There are many financial frauds that directly target customers, such as phishing emails and phone- and text-based scams. However, among the biggest growth areas are impersonation and deception scams where fraudsters hack into someone’s email account and then pose as the builder, solicitor, landscape gardener or other tradesperson that the consumer has legitimately employed. Typically, the victim receives an invoice via email, which does not rouse suspicion because they were expecting it. It looks authentic and is usually for the correct amount – however, unbeknown to the consumer, the bank account number and sort code have been changed to those of the fraudster.

 

This is what happened to the Fishers, from north-west London. Last October they received a genuine invoice for building work that was being carried out, then what appeared to be a follow-up email from the same firm with a fresh invoice attached that included “our new banking details”. The couple duly paid the requested £25,000, and while it quickly emerged they had been scammed, by the time the bank that operated the account used to accept their money was alerted, the cash had been withdrawn.

 

Almost a year after the incident, they have yet to recover a penny of their money.
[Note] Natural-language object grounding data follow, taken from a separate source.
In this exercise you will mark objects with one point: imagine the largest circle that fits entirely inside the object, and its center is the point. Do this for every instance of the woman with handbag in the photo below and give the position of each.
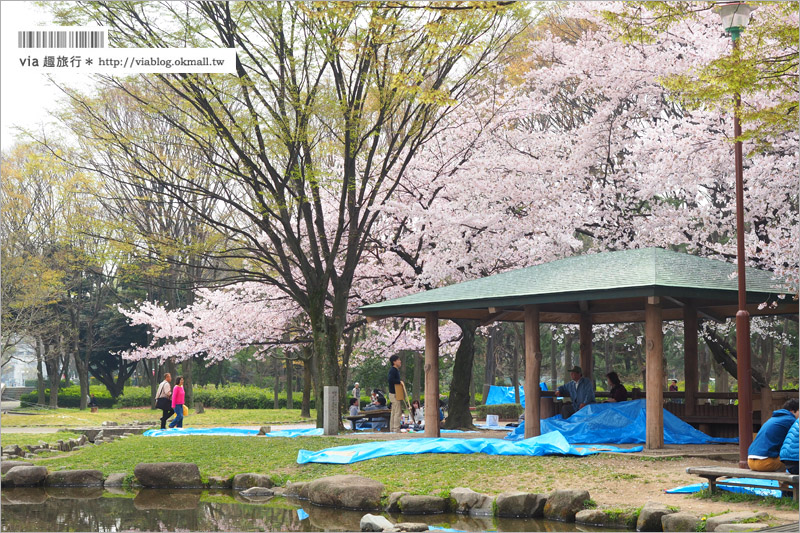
(178, 396)
(163, 402)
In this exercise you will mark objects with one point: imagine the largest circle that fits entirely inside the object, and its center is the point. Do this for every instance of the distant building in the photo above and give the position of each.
(22, 366)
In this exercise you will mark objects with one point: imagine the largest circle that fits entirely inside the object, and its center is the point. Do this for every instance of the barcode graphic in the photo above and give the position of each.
(61, 39)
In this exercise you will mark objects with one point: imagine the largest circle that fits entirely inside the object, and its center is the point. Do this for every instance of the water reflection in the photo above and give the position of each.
(92, 509)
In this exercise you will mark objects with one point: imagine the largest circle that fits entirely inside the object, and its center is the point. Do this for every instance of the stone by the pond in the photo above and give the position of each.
(245, 481)
(520, 504)
(75, 478)
(12, 449)
(392, 505)
(616, 520)
(563, 505)
(650, 516)
(749, 526)
(297, 489)
(257, 492)
(408, 526)
(174, 500)
(346, 491)
(418, 504)
(371, 522)
(115, 480)
(219, 482)
(26, 476)
(714, 523)
(168, 474)
(470, 502)
(679, 522)
(5, 466)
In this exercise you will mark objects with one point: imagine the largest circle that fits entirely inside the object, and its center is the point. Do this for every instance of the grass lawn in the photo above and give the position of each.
(212, 417)
(614, 481)
(226, 456)
(21, 439)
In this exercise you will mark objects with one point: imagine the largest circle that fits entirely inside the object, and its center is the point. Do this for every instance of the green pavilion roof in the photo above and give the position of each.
(608, 276)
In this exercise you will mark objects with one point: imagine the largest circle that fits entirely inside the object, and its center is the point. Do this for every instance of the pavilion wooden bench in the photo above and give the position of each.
(371, 415)
(719, 476)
Sarah Fisher, a record label manager, told the Guardian this week that the police had identified the fraudster as someone living in Denmark. As a result, the case was “not being progressed” and had effectively come to a halt.

 

She added: “We took it to the financial ombudsman, who said that Barclays [which operated the account] had not behaved improperly.” However, she said their MP, Tulip Siddiq, had said the case raised important issues and intended to pursue the matter in parliament.

 

Victims conned in this way currently have no legal right to get their money back from their bank, said Which?. Banks typically refuse to refund customers on the basis that they made the payment voluntarily. However, Which? said: “Consumers can only protect themselves so far. People cannot be expected to detect complex scams pressuring them to transfer money immediately, or lookalike bills from their solicitor or builder.”

 

The organisation said banks had invested in security systems to detect and prevent fraud where they were liable to reimburse the victim, but added: “There aren’t sufficient checks if someone is tricked into transferring money directly to another person’s account.”

 

Which? said it wanted the regulators to formally investigate the scale of bank transfer fraud and how much it was costing consumers, and propose new measures and greater liability for banks to ensure consumers are better protected.

 

The Payment Systems Regulator confirmed that it had received the supercomplaint and said it would examine the evidence Which? had supplied and gather its own, “to build a clearer picture of the issue and decide a course of action”.

 

Possible outcomes might include regulatory action, a review or a referral of the complaint to another body.